A missão: invadir Updaam, um distrito da ilha de Black Reef e abater um alvo essencial para conquistar a minha liberdade, o inventivo e problemático Charlie. Minhas armas estão prontas, eu sou um assassino treinado e há dezenas de oportunidades de abordagem espalhadas pelo mapa. Mamão com açúcar?
Um som diferente toca bem alto no fone, daqueles de deixar apreensivo, indicando que a situação vai complicar. É ela de novo, a Juliana invadiu o local! Também altamente treinada, ela trancou todas as saídas da área. Seu alvo sou eu!
Enquanto ela passeia pelos telhados com sua sniper, penso na melhor abordagem. Posso usar um dispositivo de hack na antena que ela instalou em algum lugar do mapa e escapar. Posso enfrentá-la e tentar ganhar recompensas ao abatê-la. Posso também tentar seguir minha missão de forma furtiva, evitando a garota assassina. Independente da escolha, falhar significa ser trucidado e, ao menos, ter a chance de começar um novo dia.
Essa situação tensa, divertida e cheia de possibilidades é o cotidiano de Deathloop, novo jogo da Arkane Studios que já está disponível para PC e PlayStation 5. Com uma mistura de diversos gêneros e foco na liberdade do jogador, traz uma estrutura fresca e experimental, que renova o gênero FPS e prova que ainda dá para arriscar mesmo em jogos de orçamento elevado.
Colt e Juliana
O início de Deathloop é daqueles perturbadores. Nós estamos na pele de Colt, que à primeira vista não parece o ser humano treinado em matar que é. Isso porque a primeira cena é ele sendo assassinado de forma violenta por uma garota barra pesada, a Juliana.
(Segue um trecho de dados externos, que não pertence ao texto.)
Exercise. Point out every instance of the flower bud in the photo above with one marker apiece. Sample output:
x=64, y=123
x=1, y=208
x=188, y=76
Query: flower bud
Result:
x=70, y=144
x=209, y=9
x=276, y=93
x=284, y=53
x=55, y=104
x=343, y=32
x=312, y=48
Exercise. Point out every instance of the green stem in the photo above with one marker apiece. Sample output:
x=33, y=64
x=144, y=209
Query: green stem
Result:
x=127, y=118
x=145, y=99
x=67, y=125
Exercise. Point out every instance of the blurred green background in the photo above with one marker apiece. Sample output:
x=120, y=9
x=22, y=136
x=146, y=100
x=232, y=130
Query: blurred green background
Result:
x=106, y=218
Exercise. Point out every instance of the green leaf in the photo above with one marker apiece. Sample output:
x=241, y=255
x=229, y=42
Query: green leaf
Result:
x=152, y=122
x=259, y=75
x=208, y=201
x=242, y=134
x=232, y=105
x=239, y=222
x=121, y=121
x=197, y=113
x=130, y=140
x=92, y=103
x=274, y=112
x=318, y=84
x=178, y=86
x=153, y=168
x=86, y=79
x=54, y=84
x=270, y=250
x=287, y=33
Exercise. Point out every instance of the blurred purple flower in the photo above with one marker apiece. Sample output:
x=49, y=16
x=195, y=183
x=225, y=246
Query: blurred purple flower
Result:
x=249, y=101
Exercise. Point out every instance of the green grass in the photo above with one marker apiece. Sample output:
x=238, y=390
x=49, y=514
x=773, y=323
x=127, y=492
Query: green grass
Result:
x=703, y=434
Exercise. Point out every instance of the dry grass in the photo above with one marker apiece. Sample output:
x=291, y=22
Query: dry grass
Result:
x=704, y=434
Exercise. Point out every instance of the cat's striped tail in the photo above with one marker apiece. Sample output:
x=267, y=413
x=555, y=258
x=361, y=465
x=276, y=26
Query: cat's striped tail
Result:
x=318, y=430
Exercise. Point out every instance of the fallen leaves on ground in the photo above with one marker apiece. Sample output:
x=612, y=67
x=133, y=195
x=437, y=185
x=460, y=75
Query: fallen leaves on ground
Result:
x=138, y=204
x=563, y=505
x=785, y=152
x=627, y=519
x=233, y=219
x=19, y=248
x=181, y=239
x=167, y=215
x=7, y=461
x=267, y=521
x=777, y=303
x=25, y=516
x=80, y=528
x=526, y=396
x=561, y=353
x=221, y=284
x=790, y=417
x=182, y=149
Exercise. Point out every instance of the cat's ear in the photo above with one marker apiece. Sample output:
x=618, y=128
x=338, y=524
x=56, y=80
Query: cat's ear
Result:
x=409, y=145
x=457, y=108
Tudo isso para mostrar o principal elemento de gameplay do jogo, o fluxo temporal. Colt, Juliana e todos os outros moradores de Black Reef estão presos no loop de um dia. Assim que as 24 horas se passam, tudo regride ao ponto zero, com o nosso personagem acordando em uma praia novamente.
Um dos primeiros destaques aqui é o estilo de arte primoroso da Arkane. Os personagens parecem saídos de um seriado policial dos anos 80, mas com um aspecto estilizado e bem único, que abusa da cor laranja em tudo. A arquitetura de tudo segue esse estilo e é sempre legal parar e ficar observando como cada local tem tantos detalhes.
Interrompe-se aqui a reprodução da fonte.